Protein is most certainly a good thing, but can you ever have too much of a good thing??
In regards to protein, yes, you can.
If you are eating more than 30-35% of your daily calories from protein, then you are having too much.
And, while you do not need to worry about any of the “too much protein” myths becoming a reality (“too much protein gets stored as fat…” “too much protein causes kidney failure…” “too much protein increases your risk of osteoporosis…”), you do need to worry about the body oxidizing protein for energy.
"But how is this a bad thing? Energy is good!"
Yes, and no. Yes, you want your body to start burning macronutrients for energy, but no, you do not want that macronutrient to be protein. You do not want your body to get into the habit of breaking down protein for fuel.
So, rather than filling up on extra protein to oxidize for energy, you should focus on eating more proper amounts at the proper times to maximize protein synthesis (muscle building) and cause the body to use carbohydrates (its favorite fuel source) to power your daily activity and workouts instead.
What is the proper amount? A good rule of thumb is to consume 1g per pound of bodyweight. As for the proper times, refer back to this post for more on meal-timing and aim for about 30g per big meal (breakfast, lunch, dinner…).
Now, what does this all mean? Should we be stocking up on all the protein-infused goodies at the store or not??

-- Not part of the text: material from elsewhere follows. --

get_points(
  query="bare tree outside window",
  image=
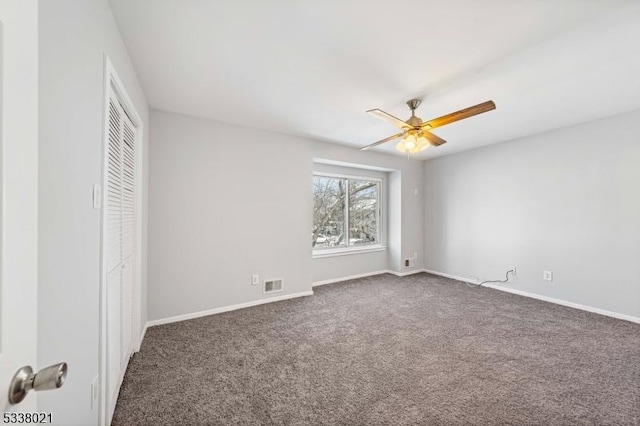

Before you start purchasing all the “extra-protein” foods, start by paying closer attention to how much protein you are taking in naturally. You may be surprised to find that you’re already getting an acceptable amount, and adding in the other protein snacks and foods might just put you over!
Below are just a few natural high-protein foods that you may already be consuming:
-Boneless, skinless chicken breast
-Lean ground beef
-Roasted turkey breast
-Boneless pork chops
-Lean red meats
If you're not already, incorporate a mixture of these into your daily eating and meals. If you find yourself still needing more protein, then start supplementing with some of those other options.
If you’re going the protein supplement route, consider the following:
-Whey protein powder
-Whey isolate protein powder
-Casein protein powder
(^^all of which Philly Gainz sells a great variety of and code “MARIA10” will save you money on all of them…)
And of course any of those other “xyz plus protein!” options you find in the grocery store aisles!
Bottom line of all this: just because it’s out there doesn’t mean you need to buy it! All the protein-infused foods everywhere are great, but they are not necessary.
Be careful not to consume too many of them or you may wind up doing more harm than good in regards to taking in a surplus of protein that has nowhere to go.
Pro-tip on protein?
Take in the optimal amounts at the optimal times to help you just build and repair muscle!